Dal nostro osservatorio appare ormai chiaro che il welfare aziendale, in un’ottica di filiera corta, è chiamato ad aumentare la propria sinergia coi territori e a valorizzare le dimensioni più “sociali”, come educazione, salute, previdenza, conciliazione. Da parte di Edenred c’è la volontà di valorizzare gli aspetti più questi aspetti “nobili” del welfare aziendale? 

Noi ci proponiamo di costruire risposte coerenti con le esigenze e i bisogni di tutti. Lavoriamo da sempre a contatto con i territori sviluppando accordi con associazioni imprenditoriali e enti che possano supportare lo sviluppo e la promozione del welfare sui territori.

Il welfare aziendale infatti riesce anche a sviluppare la filiera dei servizi locale e quindi alimentare l’economia del territorio.

Per questo abbiamo realizzato accordi interessanti con alcune associazioni imprenditoriali. In particolare abbiamo fatto delle convenzioni con alcune territoriali di Confindustria, ad esempio nei territorio di Milano, Roma, Lecco, Como, Varese. Abbiamo inoltre un accordo con Federfarma, la Federazione nazionale dei titolari di farmacia italiani, per sostenere le farmacie che vogliono investire nel welfare.

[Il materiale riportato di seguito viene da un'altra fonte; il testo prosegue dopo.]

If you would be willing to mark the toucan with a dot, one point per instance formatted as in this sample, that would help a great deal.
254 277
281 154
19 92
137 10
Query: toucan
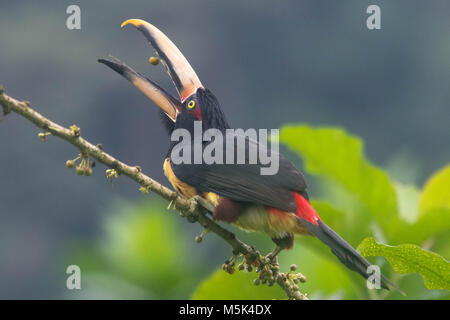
277 205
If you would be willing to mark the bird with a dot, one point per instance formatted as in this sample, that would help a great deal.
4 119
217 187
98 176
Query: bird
277 205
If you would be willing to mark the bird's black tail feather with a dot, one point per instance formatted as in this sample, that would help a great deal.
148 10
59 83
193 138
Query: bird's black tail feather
344 251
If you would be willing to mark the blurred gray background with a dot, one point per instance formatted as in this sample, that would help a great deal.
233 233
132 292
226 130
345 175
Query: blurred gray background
268 62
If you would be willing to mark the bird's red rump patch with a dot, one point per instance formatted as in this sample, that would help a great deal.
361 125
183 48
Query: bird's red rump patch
304 209
275 211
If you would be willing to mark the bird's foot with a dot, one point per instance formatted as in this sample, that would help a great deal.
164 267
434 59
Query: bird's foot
272 256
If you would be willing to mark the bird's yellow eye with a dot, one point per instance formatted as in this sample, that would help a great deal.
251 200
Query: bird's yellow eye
191 104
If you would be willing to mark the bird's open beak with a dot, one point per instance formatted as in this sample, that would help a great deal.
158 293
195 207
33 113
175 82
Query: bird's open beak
169 104
179 69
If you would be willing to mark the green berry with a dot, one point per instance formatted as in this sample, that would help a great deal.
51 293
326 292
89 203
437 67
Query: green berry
79 170
87 171
154 61
70 164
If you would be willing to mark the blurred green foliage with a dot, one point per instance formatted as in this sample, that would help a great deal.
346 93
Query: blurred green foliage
358 200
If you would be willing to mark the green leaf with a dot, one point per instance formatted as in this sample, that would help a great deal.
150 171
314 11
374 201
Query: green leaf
238 286
333 154
408 200
409 258
436 193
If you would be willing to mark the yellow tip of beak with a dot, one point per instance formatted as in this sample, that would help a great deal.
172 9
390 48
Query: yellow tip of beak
134 22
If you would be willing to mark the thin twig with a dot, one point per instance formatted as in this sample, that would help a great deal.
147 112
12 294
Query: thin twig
195 210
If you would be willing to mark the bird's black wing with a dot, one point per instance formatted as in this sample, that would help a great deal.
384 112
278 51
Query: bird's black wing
244 182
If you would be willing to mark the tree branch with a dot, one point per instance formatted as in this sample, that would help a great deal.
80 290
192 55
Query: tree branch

Siamo poi coinvolti in diversi progetti di welfare aziendale territoriale molto interessanti, come il progetto Beatrice della Val Seriana, il progetto Welfare Liguria di Confindustria Genova, Imperia, Savona e La Spezia e il progetto Fare Welfare promosso dalle Confindustria territoriali di Ferrara, Modena e Bologna.

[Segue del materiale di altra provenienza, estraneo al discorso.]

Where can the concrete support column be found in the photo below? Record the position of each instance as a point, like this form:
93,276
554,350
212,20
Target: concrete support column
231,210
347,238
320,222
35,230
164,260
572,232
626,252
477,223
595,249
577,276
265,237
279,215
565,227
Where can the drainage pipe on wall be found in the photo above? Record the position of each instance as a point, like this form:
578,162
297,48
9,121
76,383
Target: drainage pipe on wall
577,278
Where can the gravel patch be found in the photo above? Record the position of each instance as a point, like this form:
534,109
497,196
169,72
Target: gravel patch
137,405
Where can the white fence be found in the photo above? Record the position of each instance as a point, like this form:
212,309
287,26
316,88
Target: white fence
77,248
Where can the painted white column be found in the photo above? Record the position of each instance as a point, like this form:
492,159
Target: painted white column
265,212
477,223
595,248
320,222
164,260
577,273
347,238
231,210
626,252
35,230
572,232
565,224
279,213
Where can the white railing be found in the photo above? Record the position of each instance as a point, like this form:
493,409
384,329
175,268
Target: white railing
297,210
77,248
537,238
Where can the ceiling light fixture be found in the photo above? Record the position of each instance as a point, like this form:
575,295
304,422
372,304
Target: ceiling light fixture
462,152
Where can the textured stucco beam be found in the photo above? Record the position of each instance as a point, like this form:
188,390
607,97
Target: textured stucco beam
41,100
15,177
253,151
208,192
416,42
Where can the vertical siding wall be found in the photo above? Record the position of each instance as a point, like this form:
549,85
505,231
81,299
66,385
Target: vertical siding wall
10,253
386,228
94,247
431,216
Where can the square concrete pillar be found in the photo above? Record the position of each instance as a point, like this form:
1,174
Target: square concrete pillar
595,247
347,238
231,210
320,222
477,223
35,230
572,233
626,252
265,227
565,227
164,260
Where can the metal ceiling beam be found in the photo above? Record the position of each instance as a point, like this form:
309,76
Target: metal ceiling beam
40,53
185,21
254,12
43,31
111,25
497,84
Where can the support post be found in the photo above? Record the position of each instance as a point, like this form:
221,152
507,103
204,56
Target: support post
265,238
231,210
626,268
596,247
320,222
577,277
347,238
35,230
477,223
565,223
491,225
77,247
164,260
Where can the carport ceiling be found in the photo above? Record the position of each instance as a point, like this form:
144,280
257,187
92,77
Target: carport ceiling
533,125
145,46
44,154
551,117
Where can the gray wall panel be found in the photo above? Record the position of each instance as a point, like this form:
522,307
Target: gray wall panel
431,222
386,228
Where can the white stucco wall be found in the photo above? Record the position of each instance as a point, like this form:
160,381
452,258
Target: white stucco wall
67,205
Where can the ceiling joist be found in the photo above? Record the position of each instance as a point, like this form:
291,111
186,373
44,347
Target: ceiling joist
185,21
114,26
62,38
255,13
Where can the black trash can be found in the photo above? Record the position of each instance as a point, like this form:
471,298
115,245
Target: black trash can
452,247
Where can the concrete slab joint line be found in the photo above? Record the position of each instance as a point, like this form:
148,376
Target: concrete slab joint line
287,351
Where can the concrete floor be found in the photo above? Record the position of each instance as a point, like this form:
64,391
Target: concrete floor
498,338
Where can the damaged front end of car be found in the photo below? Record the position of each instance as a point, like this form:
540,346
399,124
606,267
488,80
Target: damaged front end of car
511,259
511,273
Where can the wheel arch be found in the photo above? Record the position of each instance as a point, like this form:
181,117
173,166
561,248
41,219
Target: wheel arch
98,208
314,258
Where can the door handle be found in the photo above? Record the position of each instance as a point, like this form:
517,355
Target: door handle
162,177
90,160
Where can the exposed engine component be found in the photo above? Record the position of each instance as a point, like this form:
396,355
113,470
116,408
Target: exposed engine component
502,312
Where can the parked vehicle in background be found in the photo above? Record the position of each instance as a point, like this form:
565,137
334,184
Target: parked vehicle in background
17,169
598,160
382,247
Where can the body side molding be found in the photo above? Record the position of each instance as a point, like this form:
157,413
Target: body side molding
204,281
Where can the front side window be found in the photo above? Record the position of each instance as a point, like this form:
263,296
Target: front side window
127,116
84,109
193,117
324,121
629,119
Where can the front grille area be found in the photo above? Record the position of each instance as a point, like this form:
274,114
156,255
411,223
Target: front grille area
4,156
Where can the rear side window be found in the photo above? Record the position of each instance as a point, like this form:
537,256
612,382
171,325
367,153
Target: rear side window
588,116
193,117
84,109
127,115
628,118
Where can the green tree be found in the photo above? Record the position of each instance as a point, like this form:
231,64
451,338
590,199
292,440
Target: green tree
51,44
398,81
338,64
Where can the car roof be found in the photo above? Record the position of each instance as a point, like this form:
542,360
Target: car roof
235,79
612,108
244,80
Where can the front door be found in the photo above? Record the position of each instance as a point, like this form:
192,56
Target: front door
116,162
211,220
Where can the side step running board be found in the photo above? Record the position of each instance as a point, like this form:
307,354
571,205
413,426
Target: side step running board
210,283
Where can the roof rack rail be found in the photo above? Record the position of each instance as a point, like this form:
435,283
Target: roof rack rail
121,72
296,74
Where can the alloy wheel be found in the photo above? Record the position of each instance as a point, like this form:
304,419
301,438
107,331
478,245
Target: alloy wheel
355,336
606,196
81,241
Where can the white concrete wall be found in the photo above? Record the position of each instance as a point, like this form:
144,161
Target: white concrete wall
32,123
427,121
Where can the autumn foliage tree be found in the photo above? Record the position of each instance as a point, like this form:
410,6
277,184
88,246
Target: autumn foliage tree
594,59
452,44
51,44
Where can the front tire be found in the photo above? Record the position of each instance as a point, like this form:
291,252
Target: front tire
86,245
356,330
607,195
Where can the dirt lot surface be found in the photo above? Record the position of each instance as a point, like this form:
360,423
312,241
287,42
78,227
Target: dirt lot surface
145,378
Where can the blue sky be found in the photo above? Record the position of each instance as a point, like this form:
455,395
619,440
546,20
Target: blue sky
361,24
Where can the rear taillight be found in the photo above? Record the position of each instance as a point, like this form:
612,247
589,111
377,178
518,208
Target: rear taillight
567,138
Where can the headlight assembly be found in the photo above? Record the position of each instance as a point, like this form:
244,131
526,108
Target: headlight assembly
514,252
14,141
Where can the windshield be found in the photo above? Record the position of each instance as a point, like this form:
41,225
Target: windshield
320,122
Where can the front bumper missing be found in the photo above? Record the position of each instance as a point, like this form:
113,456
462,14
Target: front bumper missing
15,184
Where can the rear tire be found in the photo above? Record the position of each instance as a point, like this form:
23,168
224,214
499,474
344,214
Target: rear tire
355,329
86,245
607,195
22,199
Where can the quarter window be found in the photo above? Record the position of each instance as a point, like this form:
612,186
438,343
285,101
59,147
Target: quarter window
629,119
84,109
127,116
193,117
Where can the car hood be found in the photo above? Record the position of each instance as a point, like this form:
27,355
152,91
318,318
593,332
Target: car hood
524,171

Nell’ultima Legge di Bilancio non è stato inserito il raddoppio della soglia di defiscalizzazione dei fringe benefit. Qual è il suo punto di vista in merito? Crede che si riuscirà a prorogare la misura anche quest’anno?

Raddoppiare la soglia dei fringe benefit nel 2020 e nel 2021 fino a 516 euro è stato un sostegno importante che ha spinto i consumi delle famiglie e quindi ha creato un duplice beneficio: per le persone e per le attività commerciali.

Purtroppo però è stato scelto – per il momento – di non rendere strutturale questa misura. Siamo comunque fiduciosi che, attraverso il Decreto Milleproroghe, siano fatte delle modifiche. Ci sono infatti diversi emendamenti, presentati da forze politiche sia di maggioranza che di opposizione, in cui si chiede di prolungare la misura almeno fino a dicembre 2022.

Noi siamo dell’idea che il cosiddetto “raddoppio” dei fringe benefit debba essere reso strutturale.

Questo permetterebbe di rafforzare quei vantaggi economici di cui abbiamo parlato. Anche perché la spesa per l’Erario, come sottolineato da un’indagine di The European House – Ambrosetti, sarebbe molto inferiore rispetto ai ritorni in termini di consumi e quindi di IVA.